Reviewer #1: PLOS Biology N° PBIOLOGY-D-22-00778R1

Incomplete bunyavirus particles contribute to within-host spread and between-host transmission

General comments

This work addresses the question of whether distinct particles of a bunyavirus encapsidating an incomplete set of genome segments, so incomplete genetic information, can co-infect a cell and thereby reconstitute a complete genome and participate to within host spread and between host vector-transmission. This question is of high interest in Virology, definitely.

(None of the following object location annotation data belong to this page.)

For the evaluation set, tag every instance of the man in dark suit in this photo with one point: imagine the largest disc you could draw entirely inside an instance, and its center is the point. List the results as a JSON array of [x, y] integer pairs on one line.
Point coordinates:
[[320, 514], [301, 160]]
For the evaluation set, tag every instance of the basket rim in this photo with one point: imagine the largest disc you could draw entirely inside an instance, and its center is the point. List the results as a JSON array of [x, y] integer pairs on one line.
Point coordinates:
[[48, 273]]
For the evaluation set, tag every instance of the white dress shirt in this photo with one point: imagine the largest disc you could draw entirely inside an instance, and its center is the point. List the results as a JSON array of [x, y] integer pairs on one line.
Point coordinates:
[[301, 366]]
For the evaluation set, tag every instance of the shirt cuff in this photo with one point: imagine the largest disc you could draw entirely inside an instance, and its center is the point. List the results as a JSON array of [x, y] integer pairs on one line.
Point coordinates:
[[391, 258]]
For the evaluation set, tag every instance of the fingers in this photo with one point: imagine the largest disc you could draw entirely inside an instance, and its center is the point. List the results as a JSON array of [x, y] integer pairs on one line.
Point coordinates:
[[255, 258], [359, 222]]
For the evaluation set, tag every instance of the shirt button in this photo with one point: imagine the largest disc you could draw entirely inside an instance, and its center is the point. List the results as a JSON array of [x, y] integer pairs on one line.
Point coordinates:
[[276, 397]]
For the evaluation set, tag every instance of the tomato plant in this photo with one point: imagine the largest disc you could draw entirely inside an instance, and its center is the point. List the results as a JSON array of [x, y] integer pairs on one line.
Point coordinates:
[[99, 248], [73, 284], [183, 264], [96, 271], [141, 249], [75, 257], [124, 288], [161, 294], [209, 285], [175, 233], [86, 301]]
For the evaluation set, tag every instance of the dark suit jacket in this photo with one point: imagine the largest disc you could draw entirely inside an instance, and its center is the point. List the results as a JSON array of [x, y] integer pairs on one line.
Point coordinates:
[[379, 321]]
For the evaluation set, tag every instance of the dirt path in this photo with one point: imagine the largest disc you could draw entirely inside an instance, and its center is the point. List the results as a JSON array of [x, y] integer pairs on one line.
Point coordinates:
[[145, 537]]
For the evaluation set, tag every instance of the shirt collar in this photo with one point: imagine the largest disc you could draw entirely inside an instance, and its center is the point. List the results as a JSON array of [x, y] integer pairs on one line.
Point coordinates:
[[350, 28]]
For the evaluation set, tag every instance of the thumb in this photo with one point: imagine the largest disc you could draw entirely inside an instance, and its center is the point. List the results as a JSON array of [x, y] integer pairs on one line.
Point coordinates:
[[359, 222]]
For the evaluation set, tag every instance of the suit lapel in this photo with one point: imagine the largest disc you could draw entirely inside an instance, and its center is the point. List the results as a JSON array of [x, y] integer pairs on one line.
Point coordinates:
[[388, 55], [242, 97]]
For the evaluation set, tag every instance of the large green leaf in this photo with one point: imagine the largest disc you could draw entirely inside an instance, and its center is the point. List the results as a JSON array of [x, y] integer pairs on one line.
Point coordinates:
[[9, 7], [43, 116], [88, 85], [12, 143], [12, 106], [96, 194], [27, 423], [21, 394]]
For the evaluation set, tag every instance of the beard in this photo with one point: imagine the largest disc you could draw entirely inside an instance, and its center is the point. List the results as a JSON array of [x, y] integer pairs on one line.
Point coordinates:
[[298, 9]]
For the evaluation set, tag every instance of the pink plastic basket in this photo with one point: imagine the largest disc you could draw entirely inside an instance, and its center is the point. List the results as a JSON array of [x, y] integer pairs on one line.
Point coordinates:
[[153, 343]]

The experiments are of high standard and satisfactorily support some of the conclusions but not others. While the proof of concept that such bunyavirus particles can reconstitute full functional genomes upon co-infection in cell culture or in live mosquito vectors is well supported, that they do contribute to spread and transmission is not. Indeed, as discussed and illustrated through mathematical modelling, the MOI is key to this latter conclusion and the MOI is not empirically investigated in this paper. One key additional experiment would be to investigate MOI by using a mixture of green and red complete three segmented viruses and tracking the number of singly or doubly infected cells in infected mosquitoes, or after inoculation of a mammalian host or before and after transmission by mosquito. Another point that is key to this conclusion is what would happen if complete three-segmented particles co-exist with incomplete ones (reminiscent of natural situation)? would the incomplete particles contribute to spread and transmission. This is not tested in this paper. Such additional experiment would be required to conclude as in the title. In brief, that incomplete set of segments in "semi-infectious particles" can reconstitute a full genome through co-infection of cells is very convincing, but that these semi-infectious particles do so in more natural condition where they co-exist with complete ones, and so whether they do contribute to spread and transmission is not tested.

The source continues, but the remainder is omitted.